Defending women, not cultural sensitivity

What would you do if you lived in a world where natural disasters were your fault?

More specifically, how would you feel if you were blamed for devastating events such as earthquakes, simply because you were born with a vagina?

And what if that blame reinforced the view that you were a lower-class citizen — a scapegoat for societal ills, that were not caused by any of your actions?

For Iranian women, this is a reality. According to the Associated Press, a senior Iranian cleric Hojatoleslam Kazem Sedighi made the outrageous accusation that women who dress immodestly corrupt male chastity, which (obviously) causes an increase in earthquakes.

His comments offered yet another opportunity for women to be viewed as less than worthy, as guilty simply because of their gender.

In a society where women, despite a moratorium, can be stoned to death for unfounded accusations — no, where they can be stoned to death, period — the last thing they need is for Iranian clerics to charge them with responsibility for one of the few things the men in their society haven’t yet figured out how to control.

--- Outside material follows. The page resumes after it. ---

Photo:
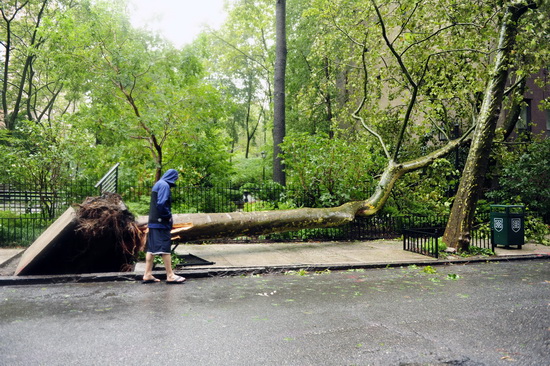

Saying that the actions of women cause earthquakes, and not the weak will of men, assures men that they are innocent and saddles the female population with entirely unfounded and hurtful baggage.

Moreover, by choosing to blame women instead of acknowledge the major fault line and normal geologic shifts that are the actual cause of earthquakes, it brings natural disasters into the realm of events that can be exploited to marginalize the female population.

Assuming that people take the cleric seriously, it’s difficult for many of us to imagine what living in a place where natural disasters are blamed on women must feel like, the response to the cleric’s comments in the United States are worth examining.

Obviously, many people here were outraged.

We expressed that we couldn’t believe someone would say that. Don’t they understand stand how earthquakes work? I honestly think we all felt really bad for these women.

But, that’s their culture, some claimed. Shouldn’t we be more sensitive?

Frankly, calls to cultural sensitivity are vastly more shocking than religious figures exploiting women. At least, they should be.

I’m no fan of cultural imperialism, but what I’m more opposed to is ignorance of women’s rights and the grave human rights violations that could occur because of this kind of statement.

No one should bear the burden this man has maliciously dropped on the shoulders of innocent women. But since these women have been forced to, the least we can do is ignore standard operating procedures and defend those who have to take on the blame for a blameless event.